Another element to watch closely this week is the degree of tension on US employment, a leading indicator of inflation to which the Fed is naturally very sensitive. We will have a decisive meeting on Friday with the NFP report (No Farm Payrolls), a traditional monthly report on the health of employment across the Atlantic. And we will have a “taste” this Wednesday with the publication of the no less traditional survey of the private firm ADP (Automatic Data Processing).
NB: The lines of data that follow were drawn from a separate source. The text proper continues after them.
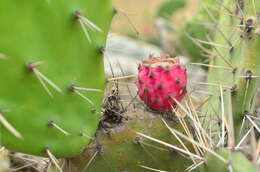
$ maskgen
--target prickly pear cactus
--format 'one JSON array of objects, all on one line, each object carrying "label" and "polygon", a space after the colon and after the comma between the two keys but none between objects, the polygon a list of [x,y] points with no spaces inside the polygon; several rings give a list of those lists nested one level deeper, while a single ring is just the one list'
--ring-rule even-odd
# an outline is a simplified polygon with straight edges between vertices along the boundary
[{"label": "prickly pear cactus", "polygon": [[110,0],[1,0],[0,144],[70,157],[100,119]]},{"label": "prickly pear cactus", "polygon": [[201,172],[229,172],[231,169],[234,172],[256,172],[255,166],[241,153],[241,152],[232,152],[227,149],[217,150],[216,153],[225,159],[230,161],[225,163],[220,159],[216,158],[212,154],[205,155],[205,165],[200,167]]}]

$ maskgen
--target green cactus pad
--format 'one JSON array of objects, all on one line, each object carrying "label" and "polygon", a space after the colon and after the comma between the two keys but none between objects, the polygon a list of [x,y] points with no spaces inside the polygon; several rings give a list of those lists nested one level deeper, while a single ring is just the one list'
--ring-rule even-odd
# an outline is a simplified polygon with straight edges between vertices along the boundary
[{"label": "green cactus pad", "polygon": [[110,0],[1,0],[0,6],[0,144],[40,156],[79,153],[100,119],[100,48],[114,14]]},{"label": "green cactus pad", "polygon": [[[132,120],[124,126],[113,129],[111,135],[99,132],[93,145],[91,144],[92,146],[90,145],[83,154],[72,160],[71,164],[75,167],[73,171],[150,171],[145,169],[147,167],[166,171],[184,171],[191,164],[185,155],[136,134],[138,131],[181,147],[163,124],[160,116],[149,113],[128,113],[128,116]],[[181,128],[175,121],[167,121],[167,123],[175,129]],[[102,149],[97,149],[96,143]]]}]

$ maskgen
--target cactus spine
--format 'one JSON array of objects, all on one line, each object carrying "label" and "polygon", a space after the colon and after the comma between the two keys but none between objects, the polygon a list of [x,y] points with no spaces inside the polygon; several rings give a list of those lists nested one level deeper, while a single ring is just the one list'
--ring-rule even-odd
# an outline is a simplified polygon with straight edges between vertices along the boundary
[{"label": "cactus spine", "polygon": [[0,6],[0,144],[40,156],[79,153],[100,119],[110,0]]}]

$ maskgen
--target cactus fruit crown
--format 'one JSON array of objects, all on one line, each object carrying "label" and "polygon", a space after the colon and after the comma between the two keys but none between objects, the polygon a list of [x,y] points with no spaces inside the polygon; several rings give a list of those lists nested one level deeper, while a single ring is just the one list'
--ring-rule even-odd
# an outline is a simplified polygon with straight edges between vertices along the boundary
[{"label": "cactus fruit crown", "polygon": [[185,96],[186,70],[178,58],[151,57],[138,70],[138,94],[150,109],[169,112]]}]

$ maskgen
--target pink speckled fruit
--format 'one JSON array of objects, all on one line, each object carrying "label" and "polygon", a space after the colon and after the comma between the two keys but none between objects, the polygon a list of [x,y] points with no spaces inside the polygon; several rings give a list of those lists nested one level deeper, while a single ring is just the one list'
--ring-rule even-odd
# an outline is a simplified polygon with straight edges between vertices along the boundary
[{"label": "pink speckled fruit", "polygon": [[138,73],[138,94],[143,102],[158,112],[172,111],[186,95],[186,70],[178,58],[152,57],[142,61]]}]

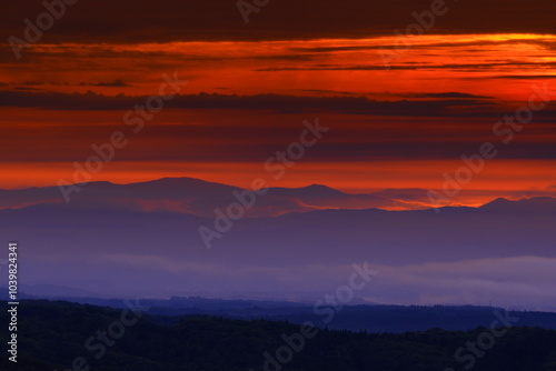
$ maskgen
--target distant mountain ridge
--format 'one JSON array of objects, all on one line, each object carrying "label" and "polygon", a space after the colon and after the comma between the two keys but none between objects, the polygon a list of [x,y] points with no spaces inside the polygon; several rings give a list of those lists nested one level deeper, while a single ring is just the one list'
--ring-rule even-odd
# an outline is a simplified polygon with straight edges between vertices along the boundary
[{"label": "distant mountain ridge", "polygon": [[[237,202],[234,192],[244,192],[239,187],[208,182],[195,178],[162,178],[152,181],[117,184],[108,181],[90,182],[80,192],[71,193],[72,209],[119,209],[138,211],[163,211],[214,218],[215,209],[224,209]],[[301,188],[269,188],[258,195],[247,217],[276,217],[290,212],[308,212],[322,209],[384,209],[424,210],[430,200],[424,189],[386,189],[373,193],[351,194],[327,186],[311,184]],[[552,198],[544,197],[548,204]],[[504,200],[504,199],[503,199]],[[508,201],[494,200],[486,209],[504,208]],[[554,199],[552,199],[554,200]],[[0,190],[0,210],[19,209],[34,204],[64,203],[58,187]],[[526,203],[520,203],[527,208]]]}]

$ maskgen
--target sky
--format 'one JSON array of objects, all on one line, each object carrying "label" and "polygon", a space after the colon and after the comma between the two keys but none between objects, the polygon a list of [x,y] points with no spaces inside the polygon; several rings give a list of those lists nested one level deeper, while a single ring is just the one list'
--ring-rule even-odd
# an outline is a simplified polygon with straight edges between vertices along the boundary
[{"label": "sky", "polygon": [[[465,184],[464,204],[554,194],[555,104],[519,130],[494,128],[538,91],[556,99],[555,7],[287,0],[246,23],[234,1],[81,0],[19,49],[10,37],[46,8],[12,4],[0,26],[0,188],[71,182],[73,163],[115,131],[127,144],[92,180],[249,187],[318,118],[330,130],[271,186],[439,190],[490,142],[497,156]],[[416,19],[423,34],[406,37]],[[159,94],[165,74],[187,83],[133,132],[126,112]]]}]

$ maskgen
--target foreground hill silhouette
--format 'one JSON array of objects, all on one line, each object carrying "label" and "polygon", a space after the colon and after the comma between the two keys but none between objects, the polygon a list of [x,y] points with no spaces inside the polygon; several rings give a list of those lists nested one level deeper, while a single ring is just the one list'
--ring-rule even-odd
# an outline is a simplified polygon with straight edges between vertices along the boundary
[{"label": "foreground hill silhouette", "polygon": [[[3,305],[2,305],[3,307]],[[86,340],[119,321],[121,310],[68,302],[23,301],[20,305],[19,371],[68,370],[82,357],[99,371],[247,371],[262,370],[264,353],[284,345],[282,334],[299,332],[298,324],[264,320],[240,321],[190,317],[172,325],[146,317],[128,327],[121,338],[96,359]],[[7,312],[0,312],[7,322]],[[401,334],[368,334],[320,330],[296,352],[284,370],[430,371],[463,370],[454,352],[476,341],[485,328],[473,331],[434,329]],[[7,341],[1,332],[0,341]],[[7,357],[1,370],[11,370]],[[556,370],[556,331],[512,328],[476,359],[476,371]],[[270,368],[270,370],[274,370]]]}]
The consensus figures the number of job creations in the private sector (excluding agriculture) at 200,000.

To follow the ISM services at 4 p.m.

At midday on the foreign exchange market, the Euro was trading against $0.9905 about.

KEY GRAPHIC ELEMENTS

We resume our bearish work on the Euro/Dollar currency pair, with a suitable entry point, following pullback on parity AND 50-day moving average. With the advantage of having a level of stop-loss clearly defined.

MEDIUM TERM FORECAST

In view of the key graphic factors that we have mentioned, our opinion is negative in the medium term on the Euro Dollar (EURUSD) parity.

Our entry point is at 0.9908 USD. The price target of our bearish scenario is at 0.9501 USD. To preserve the invested capital, we advise you to position a protective stop at 1.0001 USD.

The expected return of this Forex strategy is 407 pips and the risk of loss is 93 pips.